Export Formats
kldload includes kexport — a tool that converts a
running ZFS-on-root system into portable disk images for any hypervisor
or cloud platform.
Quick reference
# Export to a specific format
kexport qcow2 # KVM / Proxmox / OpenStack
kexport raw # dd-ready sparse image
kexport vhd # Azure / Hyper-V
kexport vmdk # VMware ESXi / vSphere
kexport ova # VMware / VirtualBox portable
# Export all formats at once
kexport all
# Custom output name
KEXPORT_NAME=myserver kexport qcow2
# → myserver.qcow2
Output lands in the current directory. Files are named
kldload-export-YYYYMMDD-HHMMSS.<ext> by default.
Formats in detail
qcow2 — QEMU Copy-On-Write
kexport qcow2
- Use with: KVM, Proxmox, OpenStack, libvirt
- Features: Compressed, sparse, supports snapshots
- Typical size: 3–6GB (from a 40GB disk)
Import into Proxmox:
# SCP to Proxmox host
scp kldload-export-*.qcow2 root@proxmox:/var/lib/vz/images/
# Import as a new disk (on Proxmox host)
qm importdisk 100 /var/lib/vz/images/kldload-export-*.qcow2 local-lvm
Import into libvirt/KVM:
cp kldload-export-*.qcow2 /var/lib/libvirt/images/my-server.qcow2
virt-install \
--name my-server \
--ram 4096 --vcpus 4 \
--disk path=/var/lib/libvirt/images/my-server.qcow2 \
--os-variant centos-stream9 \
--boot uefi \
--import --noautoconsole
raw — Sparse disk image
kexport raw
- Use with:
ddto physical disk, any hypervisor, cloud providers that accept raw - Features: Sparse (doesn’t consume full disk size on filesystem)

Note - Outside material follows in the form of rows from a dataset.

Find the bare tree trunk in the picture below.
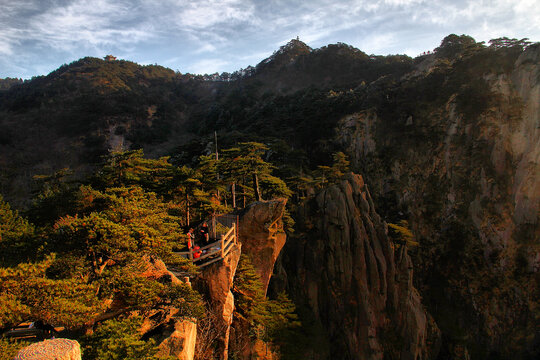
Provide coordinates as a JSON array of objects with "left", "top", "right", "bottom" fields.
[
  {"left": 253, "top": 173, "right": 262, "bottom": 201},
  {"left": 242, "top": 176, "right": 246, "bottom": 208},
  {"left": 186, "top": 194, "right": 189, "bottom": 226},
  {"left": 231, "top": 183, "right": 236, "bottom": 209}
]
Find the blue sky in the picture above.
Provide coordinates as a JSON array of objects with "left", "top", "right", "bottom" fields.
[{"left": 0, "top": 0, "right": 540, "bottom": 78}]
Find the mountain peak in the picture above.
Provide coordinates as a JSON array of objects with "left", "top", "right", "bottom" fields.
[{"left": 257, "top": 37, "right": 313, "bottom": 68}]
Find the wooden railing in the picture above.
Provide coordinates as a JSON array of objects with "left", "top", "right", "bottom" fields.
[{"left": 176, "top": 223, "right": 238, "bottom": 267}]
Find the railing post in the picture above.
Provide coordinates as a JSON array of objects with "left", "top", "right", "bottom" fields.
[{"left": 221, "top": 235, "right": 225, "bottom": 258}]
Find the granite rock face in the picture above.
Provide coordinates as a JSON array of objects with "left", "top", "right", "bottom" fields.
[
  {"left": 334, "top": 45, "right": 540, "bottom": 359},
  {"left": 13, "top": 339, "right": 81, "bottom": 360},
  {"left": 238, "top": 199, "right": 287, "bottom": 291},
  {"left": 283, "top": 174, "right": 439, "bottom": 359},
  {"left": 195, "top": 243, "right": 242, "bottom": 360}
]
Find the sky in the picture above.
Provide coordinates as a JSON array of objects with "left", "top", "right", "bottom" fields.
[{"left": 0, "top": 0, "right": 540, "bottom": 79}]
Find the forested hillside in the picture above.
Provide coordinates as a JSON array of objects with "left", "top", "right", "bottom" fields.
[{"left": 0, "top": 35, "right": 540, "bottom": 359}]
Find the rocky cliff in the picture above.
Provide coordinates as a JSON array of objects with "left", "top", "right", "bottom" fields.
[
  {"left": 194, "top": 199, "right": 286, "bottom": 360},
  {"left": 276, "top": 174, "right": 439, "bottom": 359},
  {"left": 13, "top": 339, "right": 81, "bottom": 360},
  {"left": 335, "top": 46, "right": 540, "bottom": 358}
]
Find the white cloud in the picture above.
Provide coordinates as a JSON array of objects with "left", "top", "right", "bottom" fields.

- Typical size: Sparse file reports full size but uses only written blocks
Write to a physical disk:
dd if=kldload-export-*.raw of=/dev/sda bs=4M status=progress conv=sparse oflag=sync
sync
Convert to any other format later with qemu-img:
qemu-img convert -f raw -O qcow2 kldload-export-*.raw output.qcow2
vhd — Virtual Hard Disk
kexport vhd
- Use with: Microsoft Azure, Hyper-V, VirtualBox
- Features: Fixed subformat (required by Azure)
- Typical size: Full disk size (fixed format, not sparse)
Upload to Azure:
# Install Azure CLI
az login
# Create a managed disk from VHD
az disk create \
--resource-group mygroup \
--name kldload-disk \
--source kldload-export-*.vhd \
--os-type Linux
# Create VM from the disk
az vm create \
--resource-group mygroup \
--name kldload-vm \
--attach-os-disk kldload-disk \
--os-type Linux \
--size Standard_B2ms
Import into Hyper-V (PowerShell):
New-VM -Name "kldload" -MemoryStartupBytes 4GB -Generation 2
Add-VMHardDiskDrive -VMName "kldload" -Path "C:\VMs\kldload-export.vhd"
vmdk — VMware Virtual Machine Disk
kexport vmdk
- Use with: VMware ESXi, vSphere, Workstation, Fusion
- Features: streamOptimized subformat (efficient for transfer)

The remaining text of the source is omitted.